Wednesday, December 23, 2009

Emotional intelligence - a sound enterprise

Emotional intelligence...how should this notion be approached?
Intelligence has long been thought to be the matter of the intelligible, ie the logos. Whereas emotions are derived from the world of passions, ie the pathos.... Schematically, intelligence would be about what I think, emotions about what I feel.

The notion of emotional intelligence seems to dispel the idea that the distinction is clear-cut and straight-forward.

It is not just intelligence on one side, emotions on the other and nothing in-between. Emotional intelligence is telling us about a mix, a bridge between two worlds. Descartes, the French XVII century philosopher, was applying his mind in ways to discover an intelligible world - a world of what we are sure about, as opposed to what is only illusion, superstition or ever-changing.... "Cogito" - the thinking mind - became the angular stone of what defines human being - cogito ergo sum - I think therefore I am.

Towards the end of his life, Descartes was hard-pressed to think and write on the domain of passions, emotions... He too had to deal with this question, whether and how we can either separate or combine thoughts and emotions.

In a simple way, intelligence is what helps us coming up with decision, for which we need to clarify issues, try to understand, share and communicate, using various tools like languages etc...

Emotions are a complex, unclear network of thoughts and feelings... It is important to distinguish between emotions and feelings as emotions are usually expressed... in "body-form": shaking, blushing, smiling, crying, as well as through language... words, signs... Feelings are anchored into every human being without taking any form... they are felt within... in our core.... As such they are felt. They are not perceived by the five senses. Feelings are not about seeing something, hearing or touching... it is an inner-perception. Feelings are just that. They may be triggered by senses or by something we get, some discussion, some ideas coming or passed on to us... Nonetheless feelings will always be of an inner-invisible-intangible-substance: fear, joy, anger, peace, plain satisfaction, plain discomfort...

Emotions will be a result of our feelings... In the same way as light is produced out of electricity, emotions are born out of feelings. You see the light but not the electricity. You see the emotions, but not the feelings. Another way to put it is to look at feelings like fire and emotions like smoke. This analogy highlights the primary aspect of feelings over emotions. It also helps understand the complex nature of emotions: complex in the sense that they are the result of a mix, something equivalent to a combustion, the combination of feelings with thoughts and langage.

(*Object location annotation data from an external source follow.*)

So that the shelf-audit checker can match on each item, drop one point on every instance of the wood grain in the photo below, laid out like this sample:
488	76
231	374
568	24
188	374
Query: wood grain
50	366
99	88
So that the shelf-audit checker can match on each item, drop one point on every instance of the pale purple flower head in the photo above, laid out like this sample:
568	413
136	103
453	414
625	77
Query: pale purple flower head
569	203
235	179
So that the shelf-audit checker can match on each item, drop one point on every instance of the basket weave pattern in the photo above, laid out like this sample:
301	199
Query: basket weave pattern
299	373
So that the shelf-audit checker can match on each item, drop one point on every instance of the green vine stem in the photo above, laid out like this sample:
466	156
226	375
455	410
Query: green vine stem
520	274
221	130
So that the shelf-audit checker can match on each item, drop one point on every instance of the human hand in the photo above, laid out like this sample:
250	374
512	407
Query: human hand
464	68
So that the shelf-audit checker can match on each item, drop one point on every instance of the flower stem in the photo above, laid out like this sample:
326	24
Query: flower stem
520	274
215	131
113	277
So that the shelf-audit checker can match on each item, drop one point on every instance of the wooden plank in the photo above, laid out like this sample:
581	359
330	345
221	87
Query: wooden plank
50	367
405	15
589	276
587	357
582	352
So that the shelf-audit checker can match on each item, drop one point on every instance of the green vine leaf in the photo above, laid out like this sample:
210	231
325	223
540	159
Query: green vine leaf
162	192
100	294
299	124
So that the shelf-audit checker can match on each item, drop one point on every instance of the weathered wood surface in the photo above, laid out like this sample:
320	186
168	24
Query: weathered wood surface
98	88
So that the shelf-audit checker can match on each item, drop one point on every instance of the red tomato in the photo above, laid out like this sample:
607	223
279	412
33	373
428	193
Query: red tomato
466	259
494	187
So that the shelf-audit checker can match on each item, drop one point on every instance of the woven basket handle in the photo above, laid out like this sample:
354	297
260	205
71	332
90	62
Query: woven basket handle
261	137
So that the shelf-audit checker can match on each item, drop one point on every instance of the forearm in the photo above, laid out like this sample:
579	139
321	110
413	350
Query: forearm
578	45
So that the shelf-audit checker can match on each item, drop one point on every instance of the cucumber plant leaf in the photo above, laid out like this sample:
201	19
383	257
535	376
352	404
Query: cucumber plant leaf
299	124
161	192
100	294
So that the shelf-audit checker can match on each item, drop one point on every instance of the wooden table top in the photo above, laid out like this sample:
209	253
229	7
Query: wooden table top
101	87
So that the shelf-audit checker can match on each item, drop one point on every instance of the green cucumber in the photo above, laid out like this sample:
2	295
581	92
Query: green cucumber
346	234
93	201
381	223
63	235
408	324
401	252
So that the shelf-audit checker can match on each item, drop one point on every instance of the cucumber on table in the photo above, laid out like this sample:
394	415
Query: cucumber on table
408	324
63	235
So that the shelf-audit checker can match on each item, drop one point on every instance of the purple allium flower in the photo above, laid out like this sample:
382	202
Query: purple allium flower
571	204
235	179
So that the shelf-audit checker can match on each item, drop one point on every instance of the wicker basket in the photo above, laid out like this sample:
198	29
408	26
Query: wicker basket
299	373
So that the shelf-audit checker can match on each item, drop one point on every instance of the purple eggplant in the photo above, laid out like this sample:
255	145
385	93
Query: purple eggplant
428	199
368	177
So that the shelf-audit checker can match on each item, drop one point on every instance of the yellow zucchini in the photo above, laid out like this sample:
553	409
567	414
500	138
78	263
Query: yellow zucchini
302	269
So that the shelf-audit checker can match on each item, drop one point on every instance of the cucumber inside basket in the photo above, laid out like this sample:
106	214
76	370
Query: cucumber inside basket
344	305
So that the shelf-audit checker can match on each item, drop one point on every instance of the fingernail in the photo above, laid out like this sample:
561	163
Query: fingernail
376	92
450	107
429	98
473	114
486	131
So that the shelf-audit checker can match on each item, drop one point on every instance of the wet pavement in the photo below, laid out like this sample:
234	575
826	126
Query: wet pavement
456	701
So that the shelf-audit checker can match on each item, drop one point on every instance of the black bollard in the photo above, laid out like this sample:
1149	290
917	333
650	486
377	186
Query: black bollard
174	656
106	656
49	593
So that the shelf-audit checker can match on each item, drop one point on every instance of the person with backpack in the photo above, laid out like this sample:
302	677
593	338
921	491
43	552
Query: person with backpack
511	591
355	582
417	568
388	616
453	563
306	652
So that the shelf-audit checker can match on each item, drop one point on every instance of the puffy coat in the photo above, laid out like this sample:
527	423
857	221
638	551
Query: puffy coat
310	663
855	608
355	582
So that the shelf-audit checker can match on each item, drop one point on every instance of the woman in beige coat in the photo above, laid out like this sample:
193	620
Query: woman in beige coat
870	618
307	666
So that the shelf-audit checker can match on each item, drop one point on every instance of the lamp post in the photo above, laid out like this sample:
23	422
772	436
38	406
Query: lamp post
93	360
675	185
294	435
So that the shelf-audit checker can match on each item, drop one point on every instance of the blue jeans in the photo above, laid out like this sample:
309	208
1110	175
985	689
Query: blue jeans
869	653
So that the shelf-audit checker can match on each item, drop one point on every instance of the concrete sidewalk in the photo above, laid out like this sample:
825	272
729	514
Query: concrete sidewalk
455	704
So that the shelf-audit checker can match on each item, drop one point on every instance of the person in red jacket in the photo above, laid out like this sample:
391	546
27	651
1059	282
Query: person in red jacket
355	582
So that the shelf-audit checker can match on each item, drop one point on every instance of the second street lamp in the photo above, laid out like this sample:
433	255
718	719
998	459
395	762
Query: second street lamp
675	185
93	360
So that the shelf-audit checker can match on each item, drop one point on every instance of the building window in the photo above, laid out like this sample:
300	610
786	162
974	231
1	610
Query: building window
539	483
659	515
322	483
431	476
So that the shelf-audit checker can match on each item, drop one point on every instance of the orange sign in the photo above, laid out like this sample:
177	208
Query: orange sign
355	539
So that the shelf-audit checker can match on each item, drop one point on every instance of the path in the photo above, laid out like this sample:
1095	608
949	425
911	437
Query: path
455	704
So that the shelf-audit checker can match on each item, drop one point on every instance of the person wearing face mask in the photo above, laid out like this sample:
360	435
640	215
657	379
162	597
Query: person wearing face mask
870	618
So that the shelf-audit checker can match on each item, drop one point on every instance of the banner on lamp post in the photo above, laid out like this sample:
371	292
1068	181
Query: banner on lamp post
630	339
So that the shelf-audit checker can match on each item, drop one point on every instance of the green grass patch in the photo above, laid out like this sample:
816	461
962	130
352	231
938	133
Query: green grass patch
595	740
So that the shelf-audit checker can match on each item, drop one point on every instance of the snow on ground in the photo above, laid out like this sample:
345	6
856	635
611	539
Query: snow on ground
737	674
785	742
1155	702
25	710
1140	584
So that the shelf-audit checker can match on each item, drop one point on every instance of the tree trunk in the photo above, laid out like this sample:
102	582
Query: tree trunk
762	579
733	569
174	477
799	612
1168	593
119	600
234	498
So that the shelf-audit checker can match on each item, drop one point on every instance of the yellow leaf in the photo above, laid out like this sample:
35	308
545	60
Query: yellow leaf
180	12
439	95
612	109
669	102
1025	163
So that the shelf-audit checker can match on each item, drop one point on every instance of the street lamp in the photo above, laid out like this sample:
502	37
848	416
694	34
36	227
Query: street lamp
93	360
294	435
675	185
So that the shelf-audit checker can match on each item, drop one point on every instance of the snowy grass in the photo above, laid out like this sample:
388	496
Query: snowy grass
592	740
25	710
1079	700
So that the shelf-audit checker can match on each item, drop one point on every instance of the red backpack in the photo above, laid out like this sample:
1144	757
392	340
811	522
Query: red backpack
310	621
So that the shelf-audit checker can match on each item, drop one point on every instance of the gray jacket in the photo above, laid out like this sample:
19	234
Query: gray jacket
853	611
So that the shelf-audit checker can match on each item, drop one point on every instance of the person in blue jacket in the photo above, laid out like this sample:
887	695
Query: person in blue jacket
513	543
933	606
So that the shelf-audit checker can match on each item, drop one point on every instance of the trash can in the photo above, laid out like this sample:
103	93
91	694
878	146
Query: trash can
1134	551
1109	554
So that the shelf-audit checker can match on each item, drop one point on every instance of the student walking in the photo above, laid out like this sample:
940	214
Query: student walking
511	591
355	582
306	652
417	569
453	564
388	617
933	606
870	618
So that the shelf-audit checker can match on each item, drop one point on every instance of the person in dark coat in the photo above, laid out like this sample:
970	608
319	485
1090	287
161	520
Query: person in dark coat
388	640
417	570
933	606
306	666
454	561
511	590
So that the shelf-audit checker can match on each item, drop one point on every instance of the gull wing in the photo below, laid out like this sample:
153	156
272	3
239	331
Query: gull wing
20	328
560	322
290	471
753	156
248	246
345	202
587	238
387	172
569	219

These distinctions help us understand the role of emotional intelligence: trying to understand better, to decipher what rules the world of emotions... trace back to the feelings, look at expressing what happens (the mechanisms behind the "combustion"), make sense out what happens, ie allow the intelligence - the meaning, the intention - to emerge in this typically human language.

What does it take to understand the human language being displayed via our emotions and feelings?
What to see through the smoke?
It may be that feelings are not easy to describe. Besides, feeling are states of being, from which actions will follow. Whether I sleep, eat, work, rest, study... many actions are driven by what we see, think and feel.
Whenever we think or see, we also feel. Feelings are there at all time...

Feeling what we feel - becoming aware and conscious about it - is a powerful way to free ourselves from the pain and burden of many heavy emotional states... like stress, fear, worries, or over-excitement, or even intoxication. As we feel our feeling, we take ownership for them and can intelligently, rationally, come back to sound decision making - and it could be simply deciding to stop for a while, to relax or to suspend any action... A French writer - Michel Tournier -  used to say that anger always triggers action, but it is always the wrong action which is being triggered by anger.

Emotional intelligence may be the skill, the art and science of understanding - listening to - what links our feeling to our thoughts and while acknowledging our emotions, in the meantime avoiding the trap of falling into confused emotional states while favoring and fostering true self-expression of what we feel and light-headed, sound, intelligent decision making.